Befristung von Leistungskürzungen nach dem Asylbewerberleistungsgesetz

 

Das SG Stuttgart hat entschieden, dass Leistungskürzungen gemäß § 1a Abs. 4 Satz 2 Asylbewerberleistungsgesetz auf sechs Monate zu befristen sind und zeitlich nicht an die Dauer des Fortbestehens internationalen Schutzes in einem Drittstaat geknüpft werden dürfen.

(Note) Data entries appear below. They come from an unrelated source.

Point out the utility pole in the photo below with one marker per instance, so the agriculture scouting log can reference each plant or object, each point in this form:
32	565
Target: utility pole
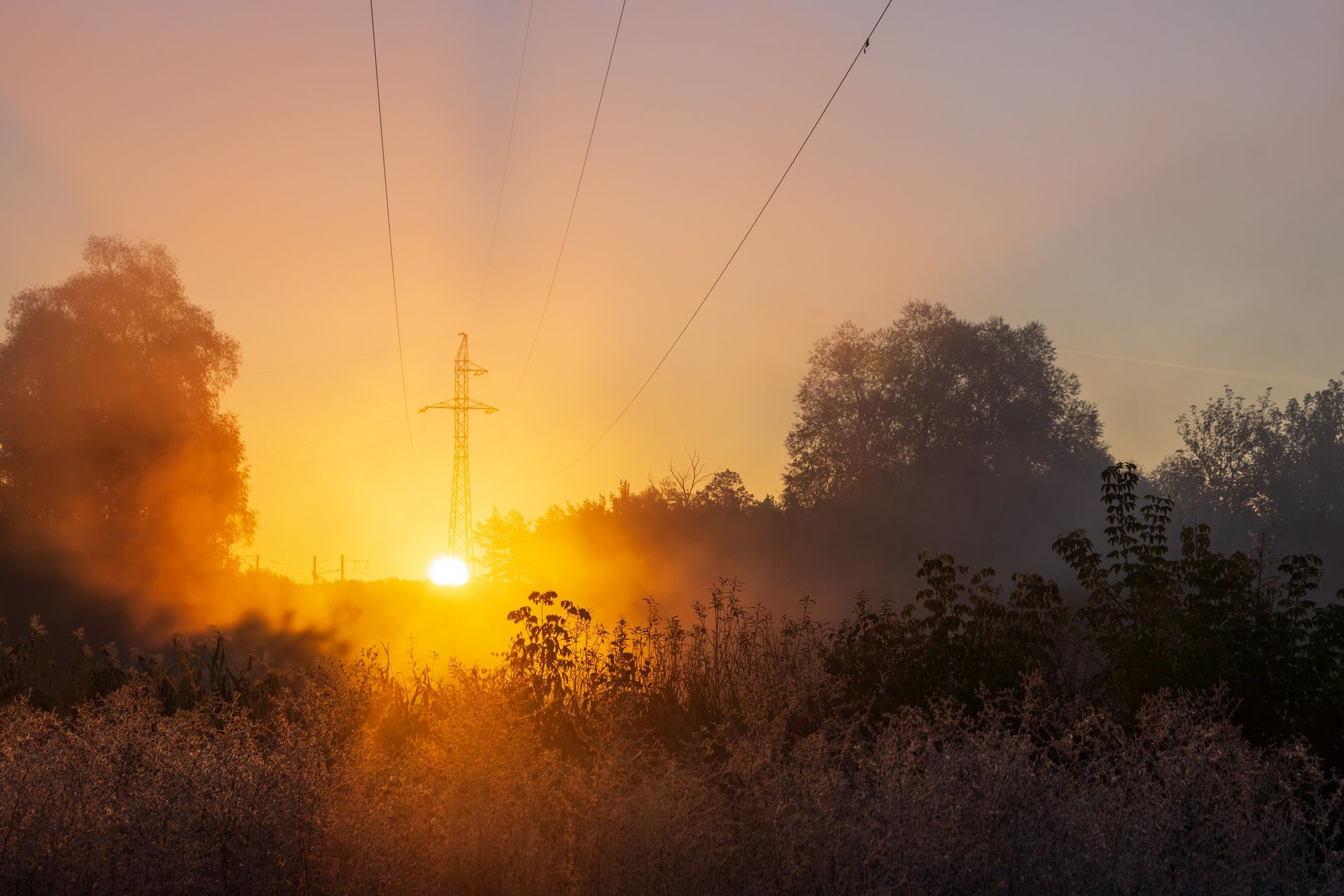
460	511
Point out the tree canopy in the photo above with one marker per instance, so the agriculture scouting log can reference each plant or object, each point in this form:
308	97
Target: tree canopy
934	390
116	457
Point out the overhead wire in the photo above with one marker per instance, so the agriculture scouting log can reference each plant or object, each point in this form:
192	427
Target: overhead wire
569	220
387	209
508	153
727	264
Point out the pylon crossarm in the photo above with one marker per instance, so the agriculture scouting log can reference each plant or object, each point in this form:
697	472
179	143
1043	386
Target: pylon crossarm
454	405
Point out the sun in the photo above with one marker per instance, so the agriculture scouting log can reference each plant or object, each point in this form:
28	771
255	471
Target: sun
449	571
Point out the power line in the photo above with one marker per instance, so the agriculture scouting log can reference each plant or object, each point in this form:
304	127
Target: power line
573	203
387	209
508	152
726	265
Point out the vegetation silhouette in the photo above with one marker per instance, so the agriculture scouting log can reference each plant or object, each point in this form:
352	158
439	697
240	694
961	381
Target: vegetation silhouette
120	473
1166	720
955	747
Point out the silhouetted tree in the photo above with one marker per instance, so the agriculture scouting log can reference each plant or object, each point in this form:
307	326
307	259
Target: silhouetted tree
504	547
934	390
1230	453
724	491
1252	465
116	458
1199	618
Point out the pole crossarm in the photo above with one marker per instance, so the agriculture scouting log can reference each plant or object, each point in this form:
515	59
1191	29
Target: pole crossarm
461	405
454	405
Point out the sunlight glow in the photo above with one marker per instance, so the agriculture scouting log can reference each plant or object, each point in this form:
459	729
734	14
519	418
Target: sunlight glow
451	571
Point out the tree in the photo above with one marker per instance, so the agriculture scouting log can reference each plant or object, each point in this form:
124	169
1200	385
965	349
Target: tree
1257	465
505	539
116	458
1231	449
726	492
682	484
1199	620
934	390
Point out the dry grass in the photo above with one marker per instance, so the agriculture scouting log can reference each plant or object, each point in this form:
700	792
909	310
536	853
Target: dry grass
656	760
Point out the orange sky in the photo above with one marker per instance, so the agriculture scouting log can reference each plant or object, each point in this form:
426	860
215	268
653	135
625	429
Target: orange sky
1151	182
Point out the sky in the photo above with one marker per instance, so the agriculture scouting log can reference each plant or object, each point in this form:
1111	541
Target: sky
1159	183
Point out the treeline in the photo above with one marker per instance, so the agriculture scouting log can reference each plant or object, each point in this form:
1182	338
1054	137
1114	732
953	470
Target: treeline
981	738
932	433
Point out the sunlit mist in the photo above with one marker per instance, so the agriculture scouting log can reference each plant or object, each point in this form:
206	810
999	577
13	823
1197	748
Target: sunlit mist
449	571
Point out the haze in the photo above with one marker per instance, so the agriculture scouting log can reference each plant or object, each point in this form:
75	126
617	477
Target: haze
1154	182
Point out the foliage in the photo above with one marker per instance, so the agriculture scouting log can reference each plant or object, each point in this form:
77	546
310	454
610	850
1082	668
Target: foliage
115	454
953	643
933	390
1203	620
1259	465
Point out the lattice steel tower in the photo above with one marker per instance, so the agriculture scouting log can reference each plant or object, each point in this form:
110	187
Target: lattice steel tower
460	512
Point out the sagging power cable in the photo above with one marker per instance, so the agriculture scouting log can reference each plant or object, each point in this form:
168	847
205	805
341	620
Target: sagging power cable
862	50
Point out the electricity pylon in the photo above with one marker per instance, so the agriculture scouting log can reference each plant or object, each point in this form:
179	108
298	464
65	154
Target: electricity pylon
460	512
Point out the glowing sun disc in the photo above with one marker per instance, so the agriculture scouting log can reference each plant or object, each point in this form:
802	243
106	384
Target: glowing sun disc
449	571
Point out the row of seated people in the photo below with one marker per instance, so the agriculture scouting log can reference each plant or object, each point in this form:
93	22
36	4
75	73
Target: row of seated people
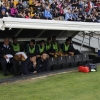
34	52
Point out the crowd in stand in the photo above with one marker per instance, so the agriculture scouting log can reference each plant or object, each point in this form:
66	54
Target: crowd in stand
68	10
37	54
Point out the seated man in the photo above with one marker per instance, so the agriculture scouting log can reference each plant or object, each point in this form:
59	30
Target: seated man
16	46
49	50
31	48
54	45
42	63
17	49
6	49
67	48
76	51
41	48
29	66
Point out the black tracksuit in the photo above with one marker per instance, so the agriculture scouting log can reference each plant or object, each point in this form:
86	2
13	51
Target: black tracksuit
42	65
27	67
5	51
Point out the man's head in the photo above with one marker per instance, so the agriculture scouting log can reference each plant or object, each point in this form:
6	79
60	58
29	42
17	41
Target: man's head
49	40
70	38
53	38
3	12
68	41
32	43
43	56
32	57
42	43
6	41
14	40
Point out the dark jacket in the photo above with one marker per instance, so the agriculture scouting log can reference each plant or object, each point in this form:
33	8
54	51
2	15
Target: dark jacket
70	49
28	52
42	65
5	51
28	67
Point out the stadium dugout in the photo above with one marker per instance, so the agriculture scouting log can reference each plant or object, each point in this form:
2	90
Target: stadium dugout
27	29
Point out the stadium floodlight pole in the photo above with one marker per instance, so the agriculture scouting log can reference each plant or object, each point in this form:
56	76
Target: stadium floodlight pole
83	40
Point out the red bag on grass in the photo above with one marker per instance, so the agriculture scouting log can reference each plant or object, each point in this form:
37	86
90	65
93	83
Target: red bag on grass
84	69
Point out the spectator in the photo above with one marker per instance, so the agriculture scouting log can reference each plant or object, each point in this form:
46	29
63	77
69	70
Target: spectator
47	14
29	66
3	14
68	16
70	10
14	11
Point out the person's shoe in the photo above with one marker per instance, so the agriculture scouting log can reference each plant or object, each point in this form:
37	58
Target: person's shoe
5	74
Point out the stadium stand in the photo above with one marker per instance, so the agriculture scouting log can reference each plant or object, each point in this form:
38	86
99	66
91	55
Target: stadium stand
68	10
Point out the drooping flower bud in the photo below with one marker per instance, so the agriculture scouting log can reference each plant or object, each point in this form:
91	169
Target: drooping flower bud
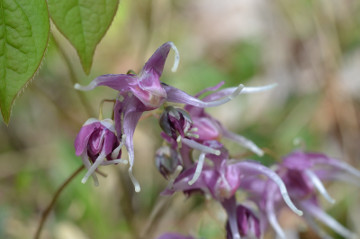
248	224
97	145
175	122
167	160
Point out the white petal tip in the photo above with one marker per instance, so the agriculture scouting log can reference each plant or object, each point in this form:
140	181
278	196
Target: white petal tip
191	182
134	181
177	57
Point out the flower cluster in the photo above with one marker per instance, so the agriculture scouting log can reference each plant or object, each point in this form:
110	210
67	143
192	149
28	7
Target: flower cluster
188	131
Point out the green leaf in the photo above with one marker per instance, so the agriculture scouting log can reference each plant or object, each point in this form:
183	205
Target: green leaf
24	33
83	23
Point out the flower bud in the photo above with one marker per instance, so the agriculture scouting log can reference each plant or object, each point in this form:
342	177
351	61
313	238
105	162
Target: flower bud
166	160
175	122
248	224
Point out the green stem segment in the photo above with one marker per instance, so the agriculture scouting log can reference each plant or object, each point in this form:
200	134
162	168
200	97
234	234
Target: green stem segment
73	78
48	209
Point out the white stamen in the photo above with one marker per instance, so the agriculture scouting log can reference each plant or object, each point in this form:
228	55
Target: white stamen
177	57
271	214
276	179
87	164
198	170
134	181
311	222
203	148
275	225
226	99
178	170
115	161
248	90
93	167
116	151
319	186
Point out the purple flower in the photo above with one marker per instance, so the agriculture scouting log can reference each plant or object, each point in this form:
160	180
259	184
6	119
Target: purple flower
208	128
241	221
167	160
174	236
302	174
223	181
97	144
144	92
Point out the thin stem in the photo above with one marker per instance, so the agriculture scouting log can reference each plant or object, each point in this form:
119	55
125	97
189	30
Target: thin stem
73	78
48	209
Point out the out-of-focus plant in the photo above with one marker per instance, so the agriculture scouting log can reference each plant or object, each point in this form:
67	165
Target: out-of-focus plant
196	156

Der 1999 geborene Antragsteller ist syrischer Staatsangehöriger und reiste im September 2018 in die Bundesrepublik Deutschland ein. Mit Bescheid vom 26.10.2018 lehnte das Bundesamt für Migration und Flüchtlinge den Asylantrag nach Vortrag des Antragstellers ab. Gegen die Abschiebungsanordnung erhob er Klage beim Verwaltungsgericht und stellte dort gleichzeitig einen Antrag auf aufschiebende Wirkung. Eine Entscheidung des Verwaltungsgerichts steht noch aus. Zunächst bewilligte die Antragsgegnerin dem Antragsteller für die Zeit vom 01.02.2019 bis 31.08.2019 gekürzte Leistungen nach § 1a Abs. 4 Satz 2 i.V.m. Abs. 2 Asylbewerberleistungsgesetz (AsylbLG). Leistungsberechtigte, für die ein anderer Mitgliedstaat oder ein am Verteilermechanismus teilnehmender Drittstaat zuständig sei, erhielten nur eingeschränkte Leistungen zur Deckung ihres Bedarfs an Ernährung, Unterkunft einschließlich Heizung sowie Körper- und Gesundheitspflege. Für den Antragsteller sei vorliegend Griechenland zuständig. Dort sei ihm vor der Einreise nach Deutschland internationaler Schutz gewährt worden, der fortbestehe. Mit Bescheid vom 26.09.2019 wurden dem Antragsteller wiederum gekürzte Leistungen für die Monate September und Oktober 2019 bewilligt.

Das SG Stuttgart hat dem hiergegen gerichteten Eilantrag stattgegeben.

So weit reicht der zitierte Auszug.